Mirou ao redor de seu quarto escuro, e tentou clicar algumas fotos. Logo surgiu na telinha a mensagem: NO SD CARD. Ah, mas é claro – era preciso algum cartão de memória que guardasse as preciosas obras de arte em estilo fotográfico do começo dos anos 2000. 

Mayara procurou os restos da caixinha e viu que lá dentro estava um saquinho selado, com um cartão de 16 GB. Fuçou nos lados da minicâmera, até se deparar com a entrada para o tal cartão.

Clac! – fez o aparato, e não demorou para que a tela da câmera exibisse uma imagem. Aparentemente, o cartão não estava vazio.

Esta foi a imagem que Mayara viu:

Esse livro… Eu acho que eu tenho esse livro.

Vasculhou as memórias para reconhecer que sim, tinha mesmo o livro; ele estava sobre uma pilha de caixas de papelão já há algum tempo, pois recebera-o de volta de uma tia a quem o havia emprestado.

De repente, um arrepio. A foto mostrava o livro sobre o que parecia ser papelão.
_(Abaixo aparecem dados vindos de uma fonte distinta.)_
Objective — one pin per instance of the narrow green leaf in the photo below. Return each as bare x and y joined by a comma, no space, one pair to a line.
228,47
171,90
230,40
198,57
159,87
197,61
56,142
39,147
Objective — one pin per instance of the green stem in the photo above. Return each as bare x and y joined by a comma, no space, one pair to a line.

Confusa, Mayara caminhou até o quarto com certa apreensão, e descobriu lá o livro. Era inquestionável: a fotografia era a do próprio livro, pois ele tinha até a mesma pontinha de papel saindo de dentro de suas páginas.

O coração da jovem acelerou o passo. Isso não faz sentido…

Teria alguém entrado em sua casa e feito aquele registro? Não podia existir qualquer outra explicação, se não a da invasão por algum intruso, algum stalker.

Ainda que sua mente tivesse acabado de ser tomada de um pavor absurdo, Mayara sentiu que precisava focar sua atenção na pontinha de papel sobressalente. Puxou-a para fora. Era uma nota manuscrita com uma letra bastante garranchada, que dizia:

Linha 21, Pl. 5 – 7

Aquela letra não era a letra de sua tia, que tinha uma caligrafia incrível, mas parecia ser o tipo de coisa que ela deixaria para a sobrinha: um quebra-cabeças. Mayara podia não ver muita graça na vida, mas desafios de inteligência sempre traziam algum alento. Por conta disso, ela escaneou o que tinha à sua frente:

Eram duas páginas que falavam de Benedito Calixto, incluindo um retrato dele observando algum produto de sua pioneiríssima máquina, trazida de sua estadia na França. Na folha à direita, o texto versava sobre a paixão de Calixto pela arte fotográfica.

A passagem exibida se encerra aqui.